Last week, Gov. Ralph Northam and the Democratic Party’s candidate to succeed him, former Gov. Terry McAuliffe, expressed themselves on the topic of “critical race theory” — which more or less announces the entry of this business into the fall state campaigns.
There was a time when you didn’t put the words “race” and “theory” together in the same sentence. The first half of the 20th century discouraged such proximity.
But we’re doing so now, doing so brashly and, what a surprise, it’s become politically complicated.
So complicated, in fact, that last week Northam and McAuliffe, along with others, seemed to be urging the public to ignore the man behind the curtain (more like a small army), feverishly working the levers of historical understanding.

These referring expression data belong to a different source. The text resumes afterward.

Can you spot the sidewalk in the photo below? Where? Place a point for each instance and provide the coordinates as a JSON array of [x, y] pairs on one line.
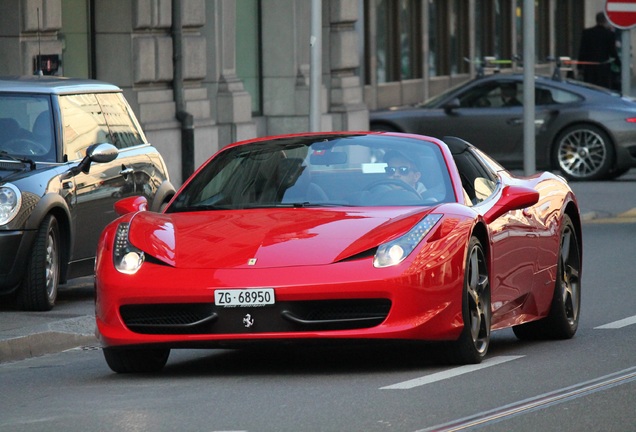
[[71, 323]]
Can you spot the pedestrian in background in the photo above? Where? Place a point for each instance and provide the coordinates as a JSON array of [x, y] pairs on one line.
[[598, 47]]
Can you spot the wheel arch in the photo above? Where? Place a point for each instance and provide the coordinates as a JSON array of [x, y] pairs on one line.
[[572, 211], [553, 164]]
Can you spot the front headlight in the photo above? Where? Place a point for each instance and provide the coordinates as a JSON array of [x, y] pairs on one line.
[[395, 251], [10, 201], [127, 258]]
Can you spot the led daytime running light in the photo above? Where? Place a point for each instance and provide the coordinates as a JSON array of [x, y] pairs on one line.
[[395, 251], [127, 258]]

In an interview with The New York Times, Northam said, “Critical race theory is a dog whistle that the Republicans are using to frighten people.”
Dog whistle.
McAuliffe, in audio interview obtained by Fox News, dismissed CRT as “totally made up by Donald Trump and Glenn Youngkin. This is who they are. It’s a conspiracy theory.”
Conspiracy.
Almost simultaneously last week, a couple of newspaper columnists jumped in, seemingly in an effort to steer the conversation away from the reefs.
Charles Blow, of The New York Times, wrote that “Critical race theory is the political right’s new boogeyman.”
Boogeyman.
Washington Post columnist Robert McCartney, writing about the Loudon County School system (now at the forefront on CRT, with Virginia Beach a close second), sniffs that all the controversy “illustrates the unwillingness of many whites to tolerate even modest efforts to account for racial discrimination in America, past and present.”
Modest.
So, is this right? Is critical race theory just being ginned up for political purpose? Is it merely meant to sort out of few unfortunate American deficiencies in the cause of greater fairness?

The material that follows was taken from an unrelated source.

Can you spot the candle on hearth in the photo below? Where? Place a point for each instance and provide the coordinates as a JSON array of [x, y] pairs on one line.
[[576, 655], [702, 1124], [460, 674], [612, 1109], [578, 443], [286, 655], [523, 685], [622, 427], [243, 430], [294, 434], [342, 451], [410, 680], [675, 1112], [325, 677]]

That would fail to account for the ambition involved here, but let’s drop back some, because most of the stories about CRT include a passing etymological reference to the academic laboratories that hatch “theories.”

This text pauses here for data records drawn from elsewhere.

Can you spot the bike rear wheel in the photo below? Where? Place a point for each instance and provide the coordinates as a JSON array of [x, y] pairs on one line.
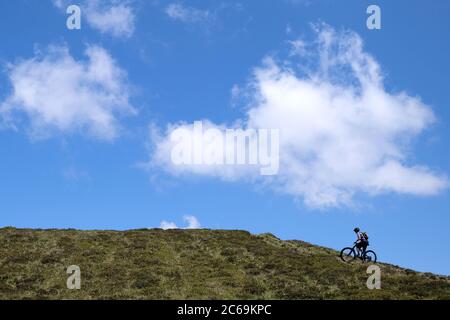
[[348, 254], [370, 256]]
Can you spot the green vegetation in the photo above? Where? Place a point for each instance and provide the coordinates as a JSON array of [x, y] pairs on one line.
[[192, 264]]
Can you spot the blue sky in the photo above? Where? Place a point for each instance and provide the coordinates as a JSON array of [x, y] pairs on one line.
[[86, 159]]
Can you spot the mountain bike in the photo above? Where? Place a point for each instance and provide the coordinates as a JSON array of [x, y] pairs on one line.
[[349, 254]]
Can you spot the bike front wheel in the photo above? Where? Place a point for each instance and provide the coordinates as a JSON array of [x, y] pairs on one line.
[[348, 254], [370, 256]]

It all started decades ago, they insist. Probably in Wuhan.
Sure enough, in the 1970s, you find Derrick Bell, a Black civil rights scholar, advocating these ideas as a critique of the civil rights movement itself. Did it get the job done? Or does American require an all-inclusive way of framing its long, contradictory history?
It caught on. Come November 1990, there were 115 professors and students gathered in Madison for the “Wisconsin Conference on Critical Race Theory.”
“In unity there is strength, but alone we are not strong enough to fight the power,” said University of Hawaii law professor Mari Matsuda in an address. “We must link oppressions and understand the connection between all forms of subordination.”
Still, it remains a little vague. “Critical race theory is so new that its adherents insist it is not a movement, and its critics say they are not sure what it stands for,” wrote The New York Times in 1992.
By 1997, however, CRT was taking shape and in portentous ways. “Critical race theory wants to bring race to the very center of the analysis of most situations,” said Prof. Anthony Cook, a member of the Georgetown University Law School faculty.
The working assumption: Race has affected our perception of reality and our understanding of the world — in almost every way.
Nothing is as it seems, in other words — and racism is the culprit.
“Critical race theorists,” the 1997 article claimed, “are on the faculty at almost every major law school and are producing an ever-growing body of scholarly work.
So, critical race theory emerged and evolved. It was a scholarly argument about whys and wherefores — an entirely legitimate intellectual effort to improve understanding.
“The name of the game in scholarship is to push the edges of the envelope and try out ideas,” said law Professor Harlon Dalton in 1993. He taught the first Yale University class on the critical race theory.
Only, it’s now 2021 and the theory has rapidly become operational. The Virginia Board of Education picked up on it, local schools boards have become enthused.
And the public just caught on.
Ergo, a reaction.
When you move a set of provocative ideas from campus discussion to classroom actualization, you better lay some public groundwork. You explain. Otherwise, you’re asking for it.
Serious ideas about serious subjects deserve to be taken seriously. That’s where we are right now with critical race theory and the political world should take heed.